What inspection and information rights does a stockholder have?

February 9, 2008 By Yokum 10 Comments

Most states allow stockholders to demand access to a corporation’s books and records, and a stockholder list, as long as the stockholder has a proper purpose and meets certain procedural requirements.

Delaware General Corporation Law Section 220(b) provides that “Any stockholder, in person or by attorney or other agent, shall, upon written demand under oath stating the purpose thereof, have the right during the usual hours for business to inspect for any proper purpose, and to make copies and extracts from … [t]he corporation’s stock ledger, a list of its stockholders, and its other books and records …”

A stockholder that wants to exercise inspection rights should probably engage an experienced attorney because a corporation can reject the request for failure to comply with procedural requirements.

If the corporation refuses to permit an inspection or does not reply to the demand within 5 business days, the stockholder may apply to the Delaware Court of Chancery for an order to compel such inspection.

One requirement for exercising inspection rights is a proper purpose for the demand.  Section 220(b) provides that “[a] proper purpose shall mean a purpose reasonably related to such person’s interest as a stockholder.”

Delaware courts have held that the following purposes, among others, are proper:  gather information prior to filing a stockholder derivative suit, communication with other stockholders regarding a solicitation of proxies, communication with other stockholders regarding a stockholder class action against the corporation, communication with other stockholders for the purpose of influencing management to change its policies, communication with other stockholders to encourage them to dissent from merger and seek appraisal, valuation of one’s stockholdings, and investigation of suspected mismanagement where some credible basis for the stockholder’s suspicions is shown to exist.

Courts have rejected inspections for purposes such as:  gaining information to facilitate a tender offer when the stockholder has already been enjoined from pursuing a tender offer, valuing the company as a whole in order to determine whether to increase one’s bid in a tender offer, gathering information for use in a stockholder’s individual employment-related claims against the corporation, obtaining information to use to exert economic pressure upon a third party in connection with a labor union’s strike, or satisfying idle curiosity.

If a stockholder seeks to inspect only the corporation’s stock ledger or list of stockholders, the burden of proof is on the corporation to establish that the inspection if for an improper purpose.  If the stockholder seeks to inspect the corporation’s books and records, other than its stock ledger or list of stockholders, then the burden of proof is on the stockholder to show a proper purpose.

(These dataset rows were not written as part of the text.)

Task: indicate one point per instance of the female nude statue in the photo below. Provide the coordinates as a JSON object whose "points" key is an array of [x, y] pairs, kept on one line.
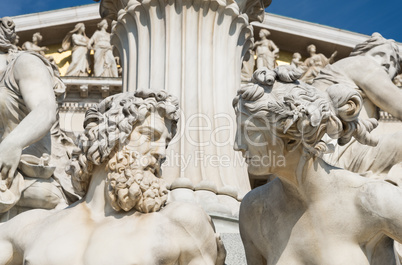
{"points": [[28, 84], [80, 55]]}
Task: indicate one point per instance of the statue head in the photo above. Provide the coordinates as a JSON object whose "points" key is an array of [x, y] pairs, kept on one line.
{"points": [[287, 115], [7, 35], [296, 56], [37, 38], [385, 52], [264, 33], [128, 133], [103, 24], [311, 49]]}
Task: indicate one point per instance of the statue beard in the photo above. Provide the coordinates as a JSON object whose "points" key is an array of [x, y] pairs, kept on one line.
{"points": [[132, 183]]}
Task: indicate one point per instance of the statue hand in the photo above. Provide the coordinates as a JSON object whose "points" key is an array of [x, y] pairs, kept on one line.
{"points": [[10, 155]]}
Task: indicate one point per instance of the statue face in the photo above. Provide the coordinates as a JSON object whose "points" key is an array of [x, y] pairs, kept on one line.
{"points": [[386, 57], [257, 146], [312, 49], [134, 171]]}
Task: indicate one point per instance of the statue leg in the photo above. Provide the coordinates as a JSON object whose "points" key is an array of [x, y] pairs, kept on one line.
{"points": [[253, 256]]}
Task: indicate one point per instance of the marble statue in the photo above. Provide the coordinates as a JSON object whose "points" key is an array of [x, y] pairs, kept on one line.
{"points": [[312, 213], [29, 85], [296, 60], [79, 65], [369, 69], [398, 81], [266, 51], [123, 217], [315, 63], [34, 45], [248, 64], [104, 63]]}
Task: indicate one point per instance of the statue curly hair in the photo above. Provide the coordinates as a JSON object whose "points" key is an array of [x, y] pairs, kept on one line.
{"points": [[301, 114], [109, 125]]}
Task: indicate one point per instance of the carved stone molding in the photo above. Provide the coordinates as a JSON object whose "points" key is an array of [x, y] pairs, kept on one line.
{"points": [[91, 89]]}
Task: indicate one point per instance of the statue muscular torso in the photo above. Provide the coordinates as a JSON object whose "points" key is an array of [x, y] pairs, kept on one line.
{"points": [[178, 234]]}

A stockholder will be entitled to inspect documents that are essential and sufficient to the accomplishment of the proper purpose.  The Court of Chancery may “prescribe any limitations or conditions with reference to the inspection, or award such other or further relief as the Court may deem just and proper.” A stockholder may be required to execute a confidentiality agreement in order to exercise inspection rights.

Given that disgruntled stockholders can create problems by exercising inspection rights, companies should be careful about their stockholder base.